Grazing – legumes
Legumes are notable for their ability to fix nitrogen in the soil, reducing the need for the addition of nitrogen fertilizer. Planting legumes such as alfalfa, clover, peas or beans in managed pastures provides increased forage for cattle and other livestock, while also adding carbon to the soil.
Legumes could be planted in pastures across 72 million hectares globally, an area about twice the size of Japan.
Planting legumes in pastures could sequester up to 132 million tonnes of carbon dioxide equivalent per year (MtCO2e/year). That’s comparable to the emissions from 28 million passenger vehicles per year.
Compared to other grazing practices, planting legumes in pastures has a more limited geographic potential, because it only applies to planted pastures that have a relatively low abundance of legumes to start with. However, there are no major challenges to implementing more widespread planting of legumes in pastures.

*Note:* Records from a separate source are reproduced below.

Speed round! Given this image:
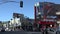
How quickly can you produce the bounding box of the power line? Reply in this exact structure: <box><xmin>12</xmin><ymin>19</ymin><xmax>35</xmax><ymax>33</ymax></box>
<box><xmin>0</xmin><ymin>1</ymin><xmax>20</xmax><ymax>5</ymax></box>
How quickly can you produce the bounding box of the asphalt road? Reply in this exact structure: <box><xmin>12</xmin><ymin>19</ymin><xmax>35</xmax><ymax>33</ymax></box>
<box><xmin>0</xmin><ymin>31</ymin><xmax>41</xmax><ymax>34</ymax></box>
<box><xmin>0</xmin><ymin>31</ymin><xmax>59</xmax><ymax>34</ymax></box>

In quantifying the benefit of legumes in pastures, native prairies or areas where planted legumes might displace native plants were not included in the study. Yet in many areas, opportunity exists to seed planted pastures with legume species.
This is a low-cost pathway that is ready to implement immediately. In fact, many ranchers have already overseeded their pastures with legumes to improve forage and productivity.

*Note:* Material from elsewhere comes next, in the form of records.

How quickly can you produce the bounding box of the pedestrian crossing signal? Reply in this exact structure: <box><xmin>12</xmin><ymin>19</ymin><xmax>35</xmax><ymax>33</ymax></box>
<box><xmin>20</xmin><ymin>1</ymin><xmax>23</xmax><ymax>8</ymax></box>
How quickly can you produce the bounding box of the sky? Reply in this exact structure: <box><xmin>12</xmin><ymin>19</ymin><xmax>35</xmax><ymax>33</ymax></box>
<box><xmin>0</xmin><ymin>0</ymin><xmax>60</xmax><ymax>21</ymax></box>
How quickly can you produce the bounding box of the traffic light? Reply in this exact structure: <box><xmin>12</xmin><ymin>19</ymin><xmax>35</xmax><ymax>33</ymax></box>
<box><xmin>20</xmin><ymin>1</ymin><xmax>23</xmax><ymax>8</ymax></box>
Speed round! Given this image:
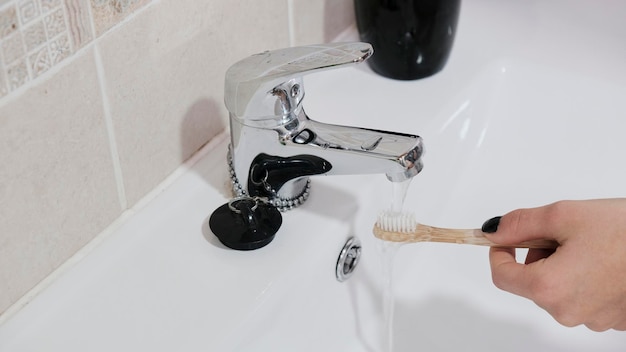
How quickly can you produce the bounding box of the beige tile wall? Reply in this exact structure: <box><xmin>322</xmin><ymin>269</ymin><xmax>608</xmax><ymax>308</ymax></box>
<box><xmin>0</xmin><ymin>0</ymin><xmax>353</xmax><ymax>314</ymax></box>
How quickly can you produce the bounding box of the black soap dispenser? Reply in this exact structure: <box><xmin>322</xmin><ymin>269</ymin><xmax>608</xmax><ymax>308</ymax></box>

Spotlight: Improving Pastures in Southern Australia
Legumes are critical to Australian pasture systems, providing feed quality for livestock and increasing pasture yields. Phosphorous is necessary to drive nitrogen fixation by legumes, but many Australian soils are low in phosphorous.
In an effort to improve the productivity and profitability of Australia’s southern pastures, the Australian government recently provided a research grant to Meat & Livestock Australia, a nonprofit organization that delivers research and development services to Australia’s red meat industry.

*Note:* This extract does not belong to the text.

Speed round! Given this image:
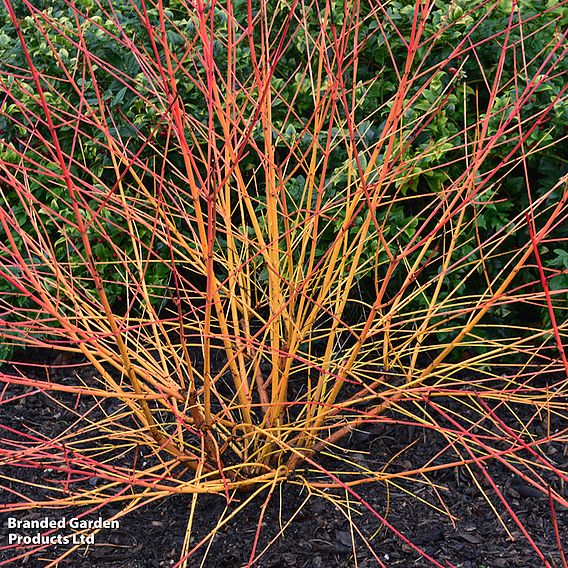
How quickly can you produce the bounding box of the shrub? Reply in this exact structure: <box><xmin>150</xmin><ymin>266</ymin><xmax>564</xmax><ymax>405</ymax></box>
<box><xmin>0</xmin><ymin>0</ymin><xmax>568</xmax><ymax>562</ymax></box>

The project will explore the use and development of pasture legumes that have high yields at low levels of soil phosphorous. Such efforts will help maintain productive, profitable pastures while reducing the need for fertilizer.
Similar research is likely to drive the use of legumes in pastures. Planting legumes will be particularly important in areas with significant overgrazing, including Western Europe, Oceana, the Middle East and North Africa.